We are imperilling true relevance and impact in the world if we do not shake ourselves and think what our worship of league tables – now increasingly exported to China and further afield – is for.
We are too often lost in the pursuit of glory. We are vulnerable to a kind of “Science Olympics”, in which the first past the tape wins in every sense, and there is a medals table to boot. But the runner who sees an injured child at the side of the track and stops to pick him up has lost.
As China pushes its universities to move up the league tables, what will they measure? What will serve their own people? In our preoccupation with an idea of perfection built on a historic model, will we and they fail in our true mission – to serve the people?
My university has as part of its founding mission statement: “The University shall be for the people.” It was first written on a poster to raise funds for our institution that was displayed in factories around our city, generating penny donations from workers who believed in the possibility of education.
Yet to serve the people has many facets. It depends on the students and what they need to flourish. It depends on myriad issues that cannot be captured by simple metrics. It may involve us going off-piste – doing what needs to be done simply because we see the possibility and are unafraid to follow where our scholarship leads, working as we do with partners who are unexpected, unconventional.

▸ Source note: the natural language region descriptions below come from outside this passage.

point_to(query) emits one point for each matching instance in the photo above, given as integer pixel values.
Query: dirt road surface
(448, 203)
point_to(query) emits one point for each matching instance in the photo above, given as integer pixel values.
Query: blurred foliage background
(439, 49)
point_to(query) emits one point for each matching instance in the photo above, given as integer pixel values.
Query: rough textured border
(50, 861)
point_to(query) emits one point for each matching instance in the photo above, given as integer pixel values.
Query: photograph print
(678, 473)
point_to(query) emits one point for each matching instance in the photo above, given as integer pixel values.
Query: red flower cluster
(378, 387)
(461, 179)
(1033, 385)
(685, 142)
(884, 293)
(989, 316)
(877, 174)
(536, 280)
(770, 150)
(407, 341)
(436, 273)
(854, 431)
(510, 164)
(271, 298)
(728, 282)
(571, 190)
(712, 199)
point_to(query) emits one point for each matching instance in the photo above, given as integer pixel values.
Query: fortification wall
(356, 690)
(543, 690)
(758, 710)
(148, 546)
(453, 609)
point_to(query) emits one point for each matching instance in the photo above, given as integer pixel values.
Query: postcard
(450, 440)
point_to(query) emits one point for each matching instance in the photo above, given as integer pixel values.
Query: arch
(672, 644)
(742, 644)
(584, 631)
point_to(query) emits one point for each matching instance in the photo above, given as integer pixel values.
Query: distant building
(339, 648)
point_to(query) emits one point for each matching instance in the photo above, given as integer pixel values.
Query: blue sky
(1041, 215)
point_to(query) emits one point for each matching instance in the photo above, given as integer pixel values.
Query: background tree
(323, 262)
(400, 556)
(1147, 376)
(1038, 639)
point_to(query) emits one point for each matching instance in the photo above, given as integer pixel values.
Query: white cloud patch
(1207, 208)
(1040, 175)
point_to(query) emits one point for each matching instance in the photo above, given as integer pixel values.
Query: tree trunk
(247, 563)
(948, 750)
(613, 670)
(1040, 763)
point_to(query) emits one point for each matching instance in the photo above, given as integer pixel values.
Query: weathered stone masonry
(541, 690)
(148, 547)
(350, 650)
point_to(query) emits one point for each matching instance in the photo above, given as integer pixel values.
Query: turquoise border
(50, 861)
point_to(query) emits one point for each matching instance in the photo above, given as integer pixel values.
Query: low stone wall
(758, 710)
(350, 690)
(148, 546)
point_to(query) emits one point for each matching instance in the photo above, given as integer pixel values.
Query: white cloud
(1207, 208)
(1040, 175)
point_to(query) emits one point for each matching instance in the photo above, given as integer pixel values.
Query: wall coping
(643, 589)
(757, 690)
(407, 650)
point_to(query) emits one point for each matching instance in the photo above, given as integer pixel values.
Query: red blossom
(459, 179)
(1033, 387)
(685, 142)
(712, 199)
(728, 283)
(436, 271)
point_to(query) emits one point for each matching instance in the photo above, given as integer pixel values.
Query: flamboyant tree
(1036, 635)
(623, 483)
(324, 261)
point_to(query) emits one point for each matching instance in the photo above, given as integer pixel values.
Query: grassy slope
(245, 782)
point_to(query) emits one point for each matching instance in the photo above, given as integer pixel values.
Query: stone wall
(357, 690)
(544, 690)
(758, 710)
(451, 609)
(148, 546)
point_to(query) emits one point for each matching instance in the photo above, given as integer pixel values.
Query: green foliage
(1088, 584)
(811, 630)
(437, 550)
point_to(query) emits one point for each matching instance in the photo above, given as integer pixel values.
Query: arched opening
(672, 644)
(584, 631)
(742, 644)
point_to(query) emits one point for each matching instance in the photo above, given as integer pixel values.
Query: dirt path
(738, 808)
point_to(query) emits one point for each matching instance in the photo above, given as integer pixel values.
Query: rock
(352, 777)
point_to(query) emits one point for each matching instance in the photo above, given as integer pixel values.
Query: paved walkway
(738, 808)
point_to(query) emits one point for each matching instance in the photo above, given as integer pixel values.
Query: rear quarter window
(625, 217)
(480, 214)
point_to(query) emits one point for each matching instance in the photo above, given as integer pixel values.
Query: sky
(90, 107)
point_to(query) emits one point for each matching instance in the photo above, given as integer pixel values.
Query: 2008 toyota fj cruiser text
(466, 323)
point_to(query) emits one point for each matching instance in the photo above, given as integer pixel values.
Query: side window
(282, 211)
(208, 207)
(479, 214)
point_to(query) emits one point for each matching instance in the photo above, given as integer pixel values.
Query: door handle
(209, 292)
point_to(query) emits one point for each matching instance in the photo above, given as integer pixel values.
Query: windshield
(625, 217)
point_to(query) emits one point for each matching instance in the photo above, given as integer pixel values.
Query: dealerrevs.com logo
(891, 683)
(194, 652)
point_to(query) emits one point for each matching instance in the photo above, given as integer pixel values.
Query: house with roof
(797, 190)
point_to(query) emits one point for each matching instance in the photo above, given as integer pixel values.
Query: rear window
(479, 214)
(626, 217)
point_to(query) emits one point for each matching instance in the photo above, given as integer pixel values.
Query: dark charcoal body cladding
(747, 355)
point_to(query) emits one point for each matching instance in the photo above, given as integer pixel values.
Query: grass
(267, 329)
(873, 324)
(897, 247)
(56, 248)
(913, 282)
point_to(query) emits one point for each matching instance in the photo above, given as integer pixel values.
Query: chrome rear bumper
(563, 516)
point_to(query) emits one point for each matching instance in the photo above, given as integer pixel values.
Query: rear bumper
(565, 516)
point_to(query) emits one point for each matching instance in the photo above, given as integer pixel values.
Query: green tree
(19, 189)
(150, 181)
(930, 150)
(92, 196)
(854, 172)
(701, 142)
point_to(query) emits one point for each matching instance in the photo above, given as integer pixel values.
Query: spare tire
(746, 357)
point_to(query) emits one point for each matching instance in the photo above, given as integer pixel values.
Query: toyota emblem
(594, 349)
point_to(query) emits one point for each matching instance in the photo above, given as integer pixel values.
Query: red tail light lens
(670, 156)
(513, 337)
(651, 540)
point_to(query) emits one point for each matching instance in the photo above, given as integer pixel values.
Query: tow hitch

However much we struggle to perfect our excellence frameworks or metrics, we are always in danger of perfecting the mechanical model and ignoring real life. To my mind, academic freedom is the freedom to do what is needed as a scholar in response to the needs of the world around me. Every time another target and league table is brought in, it stops me from being free. I am a serf to the central plan of the ideal society.
So let’s try to free the nightingale. Let’s try to let academics be free to respond to the depths of scholarship and the wider needs of society.
Sir Keith Burnett is vice-chancellor of the University of Sheffield.